Commenting on news that Shell has stopped Arctic oil and gas exploration off the coast of Alaska after “disappointing” results, Friends of the Earth’s CEO Craig Bennett said: “This is wonderful news for the people and wildlife of the Arctic region, but it must become a turning point in the fight to prevent catastrophic climate change.
“Just think what the $7bn Shell spent in the Arctic could have done for our climate and energy system if it had been invested in solar, wind and tidal power, rather than being wasted on looking for yet more oil that we cannot burn?
“The UK Government must see the writing on the wall, and switch its support from fracking and oil to the renewable energy industry – or risk being stuck with outdated, redundant, unusable technologies.”
Greenpeace International Executive Director Kumi Naidoo said: “This is a defining day for the Arctic. It’s a huge victory for the millions of people who stood up against Shell and a disaster for other oil companies with interests in the region. Shell has gambled big and lost big, both in terms of financial cost and its public reputation. This has become the most controversial oil project in the world, and despite its bluster Shell has been forced to walk away with nothing.

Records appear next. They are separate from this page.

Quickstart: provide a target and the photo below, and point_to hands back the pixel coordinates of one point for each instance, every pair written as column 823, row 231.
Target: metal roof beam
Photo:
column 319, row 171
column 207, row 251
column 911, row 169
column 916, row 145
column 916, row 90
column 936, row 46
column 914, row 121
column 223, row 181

“It’s time to make the Arctic ocean off limits to all oil companies. This may be the best chance we get to create permanent protection for the Arctic and make the switch to renewable energy instead. If we are serious about dealing with climate change we will need to completely change our current way of thinking. Drilling in the melting Arctic is not compatible with this shift.
“Greenpeace’s campaign to save the Arctic will continue with passion and increased strength. We are campaigning for a protected sanctuary in international waters around the North Pole, and we hope that vision is one step closer after today.”

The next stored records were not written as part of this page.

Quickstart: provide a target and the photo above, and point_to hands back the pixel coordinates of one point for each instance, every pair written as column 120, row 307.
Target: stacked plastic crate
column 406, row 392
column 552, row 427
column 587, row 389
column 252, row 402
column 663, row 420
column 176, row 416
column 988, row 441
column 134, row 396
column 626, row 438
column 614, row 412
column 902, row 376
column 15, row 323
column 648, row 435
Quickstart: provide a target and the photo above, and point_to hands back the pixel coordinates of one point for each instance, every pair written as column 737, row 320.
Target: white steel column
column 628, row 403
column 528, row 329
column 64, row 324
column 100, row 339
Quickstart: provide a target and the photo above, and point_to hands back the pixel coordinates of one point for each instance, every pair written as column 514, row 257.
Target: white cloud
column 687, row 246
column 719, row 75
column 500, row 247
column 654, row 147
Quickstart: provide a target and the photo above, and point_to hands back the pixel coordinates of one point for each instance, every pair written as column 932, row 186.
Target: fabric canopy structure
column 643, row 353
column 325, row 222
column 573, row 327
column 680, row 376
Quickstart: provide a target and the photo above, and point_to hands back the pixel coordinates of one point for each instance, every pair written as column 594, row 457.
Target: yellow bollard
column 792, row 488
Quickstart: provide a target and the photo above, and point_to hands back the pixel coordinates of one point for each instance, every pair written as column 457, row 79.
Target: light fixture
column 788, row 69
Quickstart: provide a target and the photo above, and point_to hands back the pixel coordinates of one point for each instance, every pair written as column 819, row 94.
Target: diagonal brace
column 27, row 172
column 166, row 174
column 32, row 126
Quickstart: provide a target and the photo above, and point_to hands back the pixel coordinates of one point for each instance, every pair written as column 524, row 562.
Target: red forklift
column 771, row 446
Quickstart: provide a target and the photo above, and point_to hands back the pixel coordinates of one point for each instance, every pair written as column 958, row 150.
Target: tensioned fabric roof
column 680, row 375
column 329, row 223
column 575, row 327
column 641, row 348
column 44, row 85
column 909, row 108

Reacting to news that Shell is ending its Arctic drilling programme, Greenpeace UK executive director John Sauven said: “Big oil has sustained an unmitigated defeat. They had a budget of billions, we had a movement of millions. The ‘unpredictable regulatory environment’ that forced Shell out of the Arctic is otherwise known as massive pressure from more than 7 million people. For three years we faced them down, and the people won.
“The Save the Arctic movement has exacted a huge reputational price from Shell for its Arctic drilling programme. And as the company went another year without striking oil, that price finally became too high. They’re pulling out.
“Now President Obama should use his remaining months in office to say that no other oil company will be licenced to drill in the American Arctic.
“Soon the nations of the world will gather in Paris to negotiate a deal on climate change. Shell’s defeat shows which way the wind is blowing. If a movement of seven million people can beat one of world’s biggest energy companies, think what we can do when we come together in our tens and hundreds of millions. This is a moment to appreciate that when we assert our power, we can win extraordinary victories in the fight against climate change.”